Cont’d from Building a database in C# – Part 1

So with the B+ tree semantics out of the way it was time to start looking at what was missing. Obviously it was all in memory and not yet on disk, and once it is on disk I’ll certainly need to cache. Yet there was still one thing I wanted to address early on before I started playing with persistence…. Synchronization.

Tackling the Synchronization and Concurrency seemed like it was going to be a no-brainer. Take a simple reader-writer lock housed with each node, and lock accordingly… Right? Well turns out there was two problems with this. First what lock to use? I want a lock that will exhibit fairly consistent characteristics regardless off the type of loads (heavy read, heavy write, or balanced read and write). Apparently that simple request was ‘sooting for the moon’…

ReaderWriterLock – This was my first stop, I already had an interface I wrapped around it some time ago. Though at that time I quickly discovered that the implementation I had based on Monitor was more efficient I never really dug any deeper. Surely the ReaderWriterLock would be more efficient than exclusive access right? Well it really depends on a couple of things, How long does it take to acquire the lock, and how long are you going to hold it. After some initial testing I found that the ReaderWriterLock does work wonders for very read-heavy uses. When 9 out of 10 operations or more are read locks, the ReaderWriterLock performs reasonably well. At 50% read vs write this lock degrades in performance notably, and at 90% writes it’s almost unusable. So if you need a reader writer lock and will only use the write lock infrequently this is an option. However, it’s completely unusable for my needs in this project… next…

ReaderWriterLockSlim – This one is a total WTF, I can’t find anything this implementation is good at. The cost was consistently worse than using any other type of lock even a Monitor. According to MSDN: “In addition, the performance of ReaderWriterLockSlim is significantly better than ReaderWriterLock. ReaderWriterLockSlim is recommended for all new development.” I call Bull$h1t on that one.

FastResourceLock – Found this one online, and although it’s a GPL license, I gave it a try. As with most of these it performs very well at 1% to 10% writes; however, it degrades as that percentage increases significantly. Out of all locks, it’s performance for acquiring the Read lock was far superior, but with the GPL license its really not worth considering for my use.
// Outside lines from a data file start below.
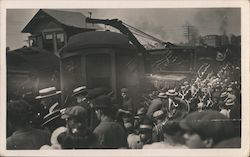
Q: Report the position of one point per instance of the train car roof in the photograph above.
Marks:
(97, 39)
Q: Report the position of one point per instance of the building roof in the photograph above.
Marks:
(66, 18)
System.Threading.Monitor – Frankly speaking this thing really moves. Even with a low percentage of writes, 10%, this lock is so efficient that it performs very close to best reader/writer lock out there. Only when writes drop below this number do you start to have a performance issue. At 1% write this guy is significantly (near one order of magnitude) slower than the plain old ReaderWriterLock. Bummer really, I sure wouldn’t mind just being able to use the lock keyword; however, since I can’t know the ratio of reads:writes beforehand I need a lock that will perform well in all cases.
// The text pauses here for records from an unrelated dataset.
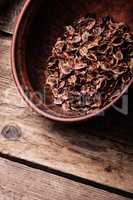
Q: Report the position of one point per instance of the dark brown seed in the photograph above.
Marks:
(91, 64)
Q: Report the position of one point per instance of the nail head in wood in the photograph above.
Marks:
(11, 132)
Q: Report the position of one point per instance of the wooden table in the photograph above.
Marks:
(43, 160)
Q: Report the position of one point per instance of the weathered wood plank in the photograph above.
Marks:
(99, 150)
(21, 182)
Given that none of the above really worked out the sheer performance of the Monitor started me thinking… “Can I use this as a building-block for my own lock?” So there I go off to build my own reader writer lock. The concept is simple really, for readers I need to obtain a Monitor to ensure there are no writers, increment a count of readers, and release the Monitor. For writers I only need to obtain the Monitor, wait for the readers to decrement the count to zero, and then return. That sounds simple enough, let’s call it a SimpleReadWriteLock and get started:

SimpleReadWriteLock – So we only need a single piece of state, the reader count (int _readers) and we can write lock as shown here in it’s most basic form:

    public class SimpleReadWriteLock
    {
        int _readers;

        bool TryRead(int timeout)
        {
            if(!System.Threading.Monitor.TryEnter(this, timeout))
                return false;
            System.Threading.Interlocked.Increment(ref _readers);
            System.Threading.Monitor.Exit(this);
            return true;
        }
        void ExitRead()
        {
            System.Threading.Interlocked.Decrement(ref _readers);
        }
        bool TryWrite(int timeout)
        {
            if(!System.Threading.Monitor.TryEnter(this, timeout))
                return false;
            while(_readers > 0)
            { System.Threading.Thread.SpinWait(1000); /*some kind of wait and/or sleep*/ }
            return true;
        }
        void ExitWrite()
        {
            System.Threading.Monitor.Exit(this);
        }
    }

I’ve over-simplified the wait for readers loop for this post; however, it demonstrates just how simple the idea really is. In the version I’m using I actually spin-wait a few iterations until I fall back to an AutoResetEvent’s WaitOne. However, it should suffice to demonstrate the SimpleReadWriteLock concept and basic idea of the implementation. Test after test has proven this performs very reliably and very fast. At the low-end of writes 1% to 10%, this out performs the Monitor nicely. At the high-end of writes, 50% or more, this performs very consistently with the use of a Monitor, and never worse. So finally I have a lock that performs well enough at the low end, and very well at the high end of writers.

Lock Performance per 100,000 locks

This chart’s vertical axis is the average number of milliseconds over 3 runs, the horizontal axis is the percentage of write locks out of the total 100,000 with 1% being the far left edge. It’s worth noting that inside of each lock (read or write) the same workload was being performed; however, that work was not more than minimal. Had this been an actual usage of the lock and the lock was held during an expensive operation the results would vary drastically especially where the Monitor is concerned.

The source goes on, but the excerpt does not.